Cherish, Hold, Try

Better days are ahead. Every day, I do the best I can. I try hard, I don’t give up. I wonder if my job will keep me on… but I’m not sure. Really, they have been reminding me FREQUENTLY of my apparent lack of productivity. Maybe they will cut me loose. I can’t see why, though. I can do better… I know it. I am learning a lot of new things. AND I am willing to learn, every day, how to do better; how to be a better person. I’m trying SO HARD. I hope I get to keep working. I want to show how much I care about doing it right.

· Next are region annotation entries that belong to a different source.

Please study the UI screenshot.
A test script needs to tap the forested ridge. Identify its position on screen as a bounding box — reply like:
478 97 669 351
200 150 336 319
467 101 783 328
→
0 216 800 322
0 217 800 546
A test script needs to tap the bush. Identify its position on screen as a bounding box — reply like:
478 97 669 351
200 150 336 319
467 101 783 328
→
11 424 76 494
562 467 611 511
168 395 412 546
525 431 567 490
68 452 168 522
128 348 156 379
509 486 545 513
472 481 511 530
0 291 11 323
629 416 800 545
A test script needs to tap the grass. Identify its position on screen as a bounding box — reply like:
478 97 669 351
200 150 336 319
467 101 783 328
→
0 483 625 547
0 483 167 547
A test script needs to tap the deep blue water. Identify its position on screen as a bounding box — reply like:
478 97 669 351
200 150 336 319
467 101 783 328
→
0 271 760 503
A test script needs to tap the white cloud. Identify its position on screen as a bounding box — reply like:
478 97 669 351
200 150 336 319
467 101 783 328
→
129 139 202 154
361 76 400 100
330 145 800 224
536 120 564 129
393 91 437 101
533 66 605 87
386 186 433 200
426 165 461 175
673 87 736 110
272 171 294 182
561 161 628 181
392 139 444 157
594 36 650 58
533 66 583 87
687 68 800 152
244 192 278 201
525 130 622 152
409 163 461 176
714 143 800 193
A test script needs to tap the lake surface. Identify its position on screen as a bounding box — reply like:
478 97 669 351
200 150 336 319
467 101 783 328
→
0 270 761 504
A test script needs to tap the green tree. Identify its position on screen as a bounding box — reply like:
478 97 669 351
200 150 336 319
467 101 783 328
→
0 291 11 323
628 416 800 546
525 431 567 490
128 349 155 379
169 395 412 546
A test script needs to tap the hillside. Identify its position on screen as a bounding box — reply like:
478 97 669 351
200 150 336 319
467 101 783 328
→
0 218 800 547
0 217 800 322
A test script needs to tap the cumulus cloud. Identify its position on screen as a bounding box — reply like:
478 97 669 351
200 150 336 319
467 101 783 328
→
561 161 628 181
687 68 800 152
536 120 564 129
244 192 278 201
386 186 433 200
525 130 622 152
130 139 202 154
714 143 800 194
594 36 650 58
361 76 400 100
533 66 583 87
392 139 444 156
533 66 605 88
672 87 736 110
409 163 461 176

I want to believe things are getting better. I know I will not stop trying. Giving my effort, and time, to proving myself… really only to myself. I have nothing to prove to the world. I EARN my own pride. I am responsible for my own respect. I am in charge of my life, as much as one can be. I’m taking steps forward; not falling back too far. It’s ok though. I have to keep chugging along. I try to head in a forward direction…

I hope for the best. Hope. Hope. Trying.

I want to write a poem soon… trying to find the words behind these wild feelings. I don’t really know how to describe the frustration of trying hard, and being unacknowledged, and instead, scrutinized. I know they don’t INTEND to criticize, but, have I earned this? Have I really done so poorly as to warrant such action? Is it not evident to those who care how HARD I try? I’m doing the best I can.

I want. But instead, I struggle. I ache inside, sometimes…

Hold on to thoughts for me. Hold good feelings inside you, for my sake. I don’t know what it means to do that… but somehow it makes me feel better, knowing SOMEONE out there has hope for me.